Ainda outra moradora que trabalha com crianças na sua igreja, explicita a indignação dos moradores do Trapicheiros: “Estou muito triste, muito indignada. Quanto mais eu fico perto das pessoas mais fico com vontade de ficar perto das crianças. Estou assustada, não tenho nem vontade de descer à rua e dar bom dia às pessoas. Sempre penso que vou encontrar alguém do condomínio que vai me agredir, que vai me xingar. Não consigo entender como o ser humano pode ser tão agressivo, ter esse espírito de ódio”.

Para outra, a verdadeira intenção dos tantos ataques é clara: a remoção da comunidade Trapicheiros: “fui criada no Buraco da Lacraia, antiga favela aqui perto, também na Tijuca.
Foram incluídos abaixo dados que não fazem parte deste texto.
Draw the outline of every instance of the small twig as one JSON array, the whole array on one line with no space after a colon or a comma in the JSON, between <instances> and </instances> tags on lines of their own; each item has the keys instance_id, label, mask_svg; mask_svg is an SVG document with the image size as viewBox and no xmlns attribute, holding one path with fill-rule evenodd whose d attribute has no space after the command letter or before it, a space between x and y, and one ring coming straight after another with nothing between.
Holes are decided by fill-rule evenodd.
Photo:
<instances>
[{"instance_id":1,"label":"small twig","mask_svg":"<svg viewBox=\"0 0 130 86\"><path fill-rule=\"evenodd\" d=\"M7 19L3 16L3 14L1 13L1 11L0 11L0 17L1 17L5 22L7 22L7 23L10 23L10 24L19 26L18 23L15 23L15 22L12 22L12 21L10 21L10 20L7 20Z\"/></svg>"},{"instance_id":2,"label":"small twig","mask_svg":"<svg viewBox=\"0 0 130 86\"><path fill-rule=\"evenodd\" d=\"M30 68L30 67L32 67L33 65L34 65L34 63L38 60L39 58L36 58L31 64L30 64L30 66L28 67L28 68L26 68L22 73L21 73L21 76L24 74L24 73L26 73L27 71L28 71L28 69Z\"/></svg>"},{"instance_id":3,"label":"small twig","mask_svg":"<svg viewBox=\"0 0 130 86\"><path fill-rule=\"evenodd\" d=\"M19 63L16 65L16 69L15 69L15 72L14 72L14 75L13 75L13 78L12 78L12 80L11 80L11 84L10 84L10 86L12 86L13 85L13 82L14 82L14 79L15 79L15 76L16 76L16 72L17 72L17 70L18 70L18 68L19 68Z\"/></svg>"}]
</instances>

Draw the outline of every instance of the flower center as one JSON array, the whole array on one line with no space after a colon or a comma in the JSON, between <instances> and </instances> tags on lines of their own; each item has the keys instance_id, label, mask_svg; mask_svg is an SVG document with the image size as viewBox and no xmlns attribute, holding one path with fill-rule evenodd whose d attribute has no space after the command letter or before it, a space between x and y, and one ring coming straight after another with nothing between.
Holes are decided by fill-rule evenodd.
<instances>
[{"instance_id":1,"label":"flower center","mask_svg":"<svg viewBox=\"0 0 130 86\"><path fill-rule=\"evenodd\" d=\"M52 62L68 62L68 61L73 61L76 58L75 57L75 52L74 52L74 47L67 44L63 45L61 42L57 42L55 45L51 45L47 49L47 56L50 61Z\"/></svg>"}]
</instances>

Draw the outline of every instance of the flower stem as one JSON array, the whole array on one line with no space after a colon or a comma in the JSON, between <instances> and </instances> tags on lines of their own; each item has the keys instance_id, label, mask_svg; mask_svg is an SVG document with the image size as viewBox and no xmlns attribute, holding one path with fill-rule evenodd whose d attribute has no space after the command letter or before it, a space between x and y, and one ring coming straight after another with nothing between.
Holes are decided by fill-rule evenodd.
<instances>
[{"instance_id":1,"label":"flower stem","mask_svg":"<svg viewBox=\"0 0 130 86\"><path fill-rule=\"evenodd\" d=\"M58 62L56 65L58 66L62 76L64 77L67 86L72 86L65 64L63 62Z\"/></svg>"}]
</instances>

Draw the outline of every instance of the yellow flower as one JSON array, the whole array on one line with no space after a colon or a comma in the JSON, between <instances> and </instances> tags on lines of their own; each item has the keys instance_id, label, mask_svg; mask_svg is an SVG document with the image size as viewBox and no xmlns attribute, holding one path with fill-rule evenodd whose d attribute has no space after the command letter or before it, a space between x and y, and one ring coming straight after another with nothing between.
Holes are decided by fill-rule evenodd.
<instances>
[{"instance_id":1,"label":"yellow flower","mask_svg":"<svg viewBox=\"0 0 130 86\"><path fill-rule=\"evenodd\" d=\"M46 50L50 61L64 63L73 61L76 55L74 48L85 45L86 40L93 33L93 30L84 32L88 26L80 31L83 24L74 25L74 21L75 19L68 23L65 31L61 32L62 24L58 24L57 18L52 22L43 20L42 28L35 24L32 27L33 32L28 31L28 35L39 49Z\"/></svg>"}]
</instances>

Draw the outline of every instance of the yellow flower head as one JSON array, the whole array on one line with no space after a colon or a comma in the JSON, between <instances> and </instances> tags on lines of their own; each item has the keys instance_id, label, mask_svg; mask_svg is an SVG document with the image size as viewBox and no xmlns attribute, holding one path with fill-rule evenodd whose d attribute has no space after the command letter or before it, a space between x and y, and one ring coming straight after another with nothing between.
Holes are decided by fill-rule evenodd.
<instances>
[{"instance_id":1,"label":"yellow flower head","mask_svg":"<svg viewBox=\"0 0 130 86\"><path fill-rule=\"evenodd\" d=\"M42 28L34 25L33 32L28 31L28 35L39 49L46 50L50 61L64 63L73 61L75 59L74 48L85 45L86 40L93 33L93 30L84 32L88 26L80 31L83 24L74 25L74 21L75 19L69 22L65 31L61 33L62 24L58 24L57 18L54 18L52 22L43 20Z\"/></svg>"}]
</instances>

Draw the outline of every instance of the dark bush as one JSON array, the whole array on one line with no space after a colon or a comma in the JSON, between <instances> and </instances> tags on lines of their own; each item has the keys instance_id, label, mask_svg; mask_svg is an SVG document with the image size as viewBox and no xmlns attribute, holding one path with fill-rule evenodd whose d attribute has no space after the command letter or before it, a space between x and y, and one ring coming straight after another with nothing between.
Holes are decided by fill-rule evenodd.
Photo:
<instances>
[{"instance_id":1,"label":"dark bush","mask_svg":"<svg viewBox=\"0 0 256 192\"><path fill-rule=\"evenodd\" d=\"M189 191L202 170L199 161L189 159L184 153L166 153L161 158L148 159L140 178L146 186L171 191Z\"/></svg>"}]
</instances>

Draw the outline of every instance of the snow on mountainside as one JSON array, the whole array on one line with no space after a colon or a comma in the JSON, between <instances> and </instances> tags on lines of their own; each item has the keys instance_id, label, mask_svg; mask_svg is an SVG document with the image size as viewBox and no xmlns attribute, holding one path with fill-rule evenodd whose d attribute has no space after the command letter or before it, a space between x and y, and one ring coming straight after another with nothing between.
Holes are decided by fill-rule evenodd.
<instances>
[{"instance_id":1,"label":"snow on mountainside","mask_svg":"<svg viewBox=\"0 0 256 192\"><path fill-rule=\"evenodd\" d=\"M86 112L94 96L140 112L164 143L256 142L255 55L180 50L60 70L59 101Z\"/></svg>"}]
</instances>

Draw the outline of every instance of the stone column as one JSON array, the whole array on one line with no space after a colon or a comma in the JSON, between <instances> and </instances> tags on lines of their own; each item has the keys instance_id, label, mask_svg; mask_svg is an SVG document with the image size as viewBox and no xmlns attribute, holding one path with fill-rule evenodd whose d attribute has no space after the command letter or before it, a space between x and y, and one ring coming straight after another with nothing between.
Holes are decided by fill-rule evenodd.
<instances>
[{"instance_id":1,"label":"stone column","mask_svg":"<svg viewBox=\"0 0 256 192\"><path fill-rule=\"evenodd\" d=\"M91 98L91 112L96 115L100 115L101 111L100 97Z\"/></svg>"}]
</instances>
Lembro bem quando começaram a construir um condomínio de prédios do nosso lado, começaram a fazer de tudo pra tirar a gente dali, e conseguiram. Fomos removidos por eles porque eles tinham dinheiro, tenho medo disso acontecer novamente aqui”.

Pela lei, no caso do Trapicheiros esta moradora poderia se tranquilizar, pois pela sua história no local, a comunidade tem direito claro à usucapião para se regularizar, ferramenta garantida pela Constituição de 1988 (usucapião é oriundo originalmente da Lei Romana no século VI com rica história e utilidade até hoje em diversos países pelo mundo). Registros históricos e legais demonstram que a ocupação do Morro dos Trapicheiros já tem 139 anos, cumprindo os requisitos legais para o direito de todos os moradores à propriedade de suas casas. Logo, eles têm o mesmo direito à terra quanto os condomínios vizinhos.

Além do mais, a comunidade atua de forma unida internamente, e também com outras comunidades e movimentos de direito à moradia pela cidade, e está sendo assessorada na realização do seu direito à terra pela Defensoria Pública do Estado a partir do seu Núcleo de Terras e Habitação (NUTH).

Uma última moradora entrevistada para esta matéria resume de forma brilhante o momento, a história e os desafios da comunidade: “o Trapicheiros carrega uma ancestralidade e uma força coletiva de imenso potencial. São gerações das mesmas famílias que vivem nesse território—que a partir do medo e do caos, onde seus direitos foram colocados em risco, enxergaram que a única saída é pela organização”.